Y a-t-il des éléments qui vous permettent d’avoir confiance dans la Russie ?

Aucune chance. Comme le dit le proverbe, tu me trompes une fois, c’est de ta faute, tu me trompes deux fois, c’est de ma faute. Tout ce qu’on a de la Russie, c’est « Ayez confiance en nous, nous voulons revenir sur la scène sportive internationale ». Thomas Bach [le président du Comité international olympique] a rencontré Vladimir Poutine après la Coupe du monde de football et tout ce qui a été annoncé après cette rencontre, c’est qu’ils voulaient que la Russie revienne sur la scène internationale. C’est tout ce qu’ils ont fait.

À partir du moment où vous commencez à penser que les autorités sont prêtes à fermer les yeux, que ce soit sur un pays entier comme la Russie ou sur des sportifs individuellement, la pression devient forte pour que vous jetiez, vous aussi, l’éponge et que vous trichiez

Le mois dernier, vous aviez regretté que Thomas Bach semblait avoir jeté l’éponge dans le combat contre le dopage lorsqu’il avait déclaré à la chaîne de télévision CNN que le dopage existerait toujours : est-ce que, à vos yeux, l’AMA a, elle aussi, jeté l’éponge ?

C’est certain, je pense que malheureusement, c’est ce que le CIO veut et les derniers communiqués de l’AMA préfigurent ce qu’il va se passer. Nous sommes au bord du gouffre alors que l’AMA joue sa dernière carte pour regagner la confiance des sportifs à travers le monde. L’AMA donne l’impression que c’est acceptable de faire des « compromis nuancés », selon ses propres termes. C’est inacceptable pour les sportifs qui respectent les règles et qui attendent que l’autorité mondiale antidopage applique les règles par principe et ne fasse pas des compromis.

Est-ce que la réputation et la crédibilité de l’AMA sont désormais irrémédiablement endommagées ?

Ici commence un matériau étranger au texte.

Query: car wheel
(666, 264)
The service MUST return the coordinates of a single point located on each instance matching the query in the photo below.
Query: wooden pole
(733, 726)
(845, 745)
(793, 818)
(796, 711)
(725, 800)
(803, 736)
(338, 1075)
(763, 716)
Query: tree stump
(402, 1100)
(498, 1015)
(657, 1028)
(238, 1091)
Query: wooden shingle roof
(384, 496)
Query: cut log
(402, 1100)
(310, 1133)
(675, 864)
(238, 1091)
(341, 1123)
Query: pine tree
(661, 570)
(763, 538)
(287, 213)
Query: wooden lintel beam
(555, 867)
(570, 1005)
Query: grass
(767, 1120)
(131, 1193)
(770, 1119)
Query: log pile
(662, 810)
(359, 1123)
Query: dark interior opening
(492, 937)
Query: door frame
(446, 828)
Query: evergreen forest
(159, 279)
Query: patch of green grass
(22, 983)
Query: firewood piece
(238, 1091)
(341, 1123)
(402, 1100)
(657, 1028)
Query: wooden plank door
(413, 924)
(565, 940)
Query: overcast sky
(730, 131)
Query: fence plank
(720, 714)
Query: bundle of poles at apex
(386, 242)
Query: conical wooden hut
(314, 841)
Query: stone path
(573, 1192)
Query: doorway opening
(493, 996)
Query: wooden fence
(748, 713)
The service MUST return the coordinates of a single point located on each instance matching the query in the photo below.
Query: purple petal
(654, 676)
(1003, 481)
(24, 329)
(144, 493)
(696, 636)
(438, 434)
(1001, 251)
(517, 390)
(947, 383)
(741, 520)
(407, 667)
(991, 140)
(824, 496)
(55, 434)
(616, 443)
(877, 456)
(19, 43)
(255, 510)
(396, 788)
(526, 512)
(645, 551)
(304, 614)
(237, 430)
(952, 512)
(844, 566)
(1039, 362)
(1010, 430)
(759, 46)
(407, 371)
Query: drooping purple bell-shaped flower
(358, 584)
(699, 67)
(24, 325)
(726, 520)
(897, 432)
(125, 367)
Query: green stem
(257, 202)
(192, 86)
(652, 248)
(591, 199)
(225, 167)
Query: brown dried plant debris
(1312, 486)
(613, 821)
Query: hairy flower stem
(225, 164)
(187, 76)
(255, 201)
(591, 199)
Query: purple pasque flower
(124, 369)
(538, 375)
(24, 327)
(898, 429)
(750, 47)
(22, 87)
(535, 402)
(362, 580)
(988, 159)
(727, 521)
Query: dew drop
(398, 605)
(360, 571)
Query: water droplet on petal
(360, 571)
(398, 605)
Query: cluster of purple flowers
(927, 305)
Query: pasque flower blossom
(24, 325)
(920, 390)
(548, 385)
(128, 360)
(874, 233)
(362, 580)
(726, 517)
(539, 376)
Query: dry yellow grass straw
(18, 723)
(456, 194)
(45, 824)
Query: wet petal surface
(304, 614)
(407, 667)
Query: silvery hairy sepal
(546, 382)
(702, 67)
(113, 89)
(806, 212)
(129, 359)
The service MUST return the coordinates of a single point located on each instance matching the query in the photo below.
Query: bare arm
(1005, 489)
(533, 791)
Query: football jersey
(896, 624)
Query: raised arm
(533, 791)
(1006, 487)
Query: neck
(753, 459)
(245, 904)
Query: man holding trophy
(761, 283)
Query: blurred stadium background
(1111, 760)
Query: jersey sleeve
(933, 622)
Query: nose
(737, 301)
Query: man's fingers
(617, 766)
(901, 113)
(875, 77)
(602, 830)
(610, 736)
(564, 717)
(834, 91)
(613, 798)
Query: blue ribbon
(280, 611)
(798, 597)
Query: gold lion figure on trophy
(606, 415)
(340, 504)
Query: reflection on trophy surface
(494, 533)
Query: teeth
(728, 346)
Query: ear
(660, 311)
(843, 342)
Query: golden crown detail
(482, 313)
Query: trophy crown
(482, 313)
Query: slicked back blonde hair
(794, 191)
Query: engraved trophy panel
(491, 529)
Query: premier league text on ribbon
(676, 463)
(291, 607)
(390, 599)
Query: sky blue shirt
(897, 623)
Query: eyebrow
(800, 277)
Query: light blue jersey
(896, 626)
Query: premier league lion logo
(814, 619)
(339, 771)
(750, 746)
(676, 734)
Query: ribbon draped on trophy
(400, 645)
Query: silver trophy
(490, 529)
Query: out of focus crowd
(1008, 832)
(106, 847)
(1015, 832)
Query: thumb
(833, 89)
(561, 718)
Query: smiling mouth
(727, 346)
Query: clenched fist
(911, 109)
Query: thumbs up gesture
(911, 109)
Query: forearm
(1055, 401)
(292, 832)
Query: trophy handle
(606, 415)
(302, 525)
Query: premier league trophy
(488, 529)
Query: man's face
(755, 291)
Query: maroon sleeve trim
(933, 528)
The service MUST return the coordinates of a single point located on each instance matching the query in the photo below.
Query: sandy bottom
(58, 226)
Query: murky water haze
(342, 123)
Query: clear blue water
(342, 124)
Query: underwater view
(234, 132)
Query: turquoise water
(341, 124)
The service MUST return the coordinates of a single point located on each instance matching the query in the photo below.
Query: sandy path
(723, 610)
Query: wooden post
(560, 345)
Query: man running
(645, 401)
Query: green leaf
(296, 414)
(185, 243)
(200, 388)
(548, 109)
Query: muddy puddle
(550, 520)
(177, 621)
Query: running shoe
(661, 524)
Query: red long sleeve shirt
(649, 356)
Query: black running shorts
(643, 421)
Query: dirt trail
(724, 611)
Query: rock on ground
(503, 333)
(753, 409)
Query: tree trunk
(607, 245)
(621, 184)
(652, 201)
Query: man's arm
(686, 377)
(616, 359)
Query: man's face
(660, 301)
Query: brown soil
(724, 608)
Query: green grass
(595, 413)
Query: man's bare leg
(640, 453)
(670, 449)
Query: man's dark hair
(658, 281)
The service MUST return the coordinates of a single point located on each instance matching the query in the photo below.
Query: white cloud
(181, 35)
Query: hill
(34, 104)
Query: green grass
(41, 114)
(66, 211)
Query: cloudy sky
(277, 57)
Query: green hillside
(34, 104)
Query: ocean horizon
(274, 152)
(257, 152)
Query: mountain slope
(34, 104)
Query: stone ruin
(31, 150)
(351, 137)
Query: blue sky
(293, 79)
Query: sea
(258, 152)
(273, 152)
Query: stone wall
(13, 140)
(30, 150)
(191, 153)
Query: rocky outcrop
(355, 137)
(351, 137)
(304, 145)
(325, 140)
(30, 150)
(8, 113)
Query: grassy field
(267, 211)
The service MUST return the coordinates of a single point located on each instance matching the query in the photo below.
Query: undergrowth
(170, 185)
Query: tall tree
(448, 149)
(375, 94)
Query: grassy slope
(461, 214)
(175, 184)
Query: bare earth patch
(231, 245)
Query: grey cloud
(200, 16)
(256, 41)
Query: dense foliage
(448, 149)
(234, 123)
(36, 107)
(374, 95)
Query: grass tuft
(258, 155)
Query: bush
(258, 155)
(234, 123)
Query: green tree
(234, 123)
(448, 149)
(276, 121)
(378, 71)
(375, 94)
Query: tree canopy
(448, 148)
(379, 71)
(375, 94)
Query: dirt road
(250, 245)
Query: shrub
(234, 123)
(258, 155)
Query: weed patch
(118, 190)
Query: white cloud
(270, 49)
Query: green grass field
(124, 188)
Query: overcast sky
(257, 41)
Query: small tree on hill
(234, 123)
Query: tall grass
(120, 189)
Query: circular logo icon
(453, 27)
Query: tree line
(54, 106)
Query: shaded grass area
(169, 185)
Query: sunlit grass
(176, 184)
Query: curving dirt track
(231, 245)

Je pense qu’elle joue sa dernière carte. Ils ont l’occasion de rectifier le tir, mais les sportifs sont frustrés, ils ont le sentiment que les instances internationales veulent réintégrer la Russie à tout prix, même si le prix à payer coûte sa crédibilité au système de lutte contre le dopage et affaiblit l’AMA aux yeux du monde entier. Si vous êtes sportif, vous vous retrouvez dans une position horrible : c’est déjà assez difficile comme cela de vivre avec la réglementation antidopage, ils veulent un sport propre, ils veulent participer à des compétitions propres, mais seulement s’ils ont le sentiment que ceux qui édictent ces règlements les soutiennent. À partir du moment où vous commencez à penser que les autorités sont prêtes à fermer les yeux, que ce soit sur un pays entier comme la Russie ou sur des sportifs individuellement, la pression devient forte pour que vous jetiez, vous aussi, l’éponge et que vous trichiez.

Que se passera-t-il si le comité exécutif de l’AMA vote la levée de la suspension de la Russie ?

Cela sera un jour terrible pour les sportifs propres, mais il ne faut pas qu’ils jettent l’éponge. Ces organisations, qui ont une gouvernance défectueuse, auront un jour un moment de vérité et changeront […] À un moment donné, les diffuseurs et les commanditaires vont voir que le système est défectueux et demander des changements. Est-ce que ce moment est venu ? Je ne sais pas, mais ils sont horriblement silencieux. La flamme olympique ne brillera plus du même éclat, si on n’a pas une autorité indépendante et mondiale qui assure l’intégrité du sport et la santé des sportifs.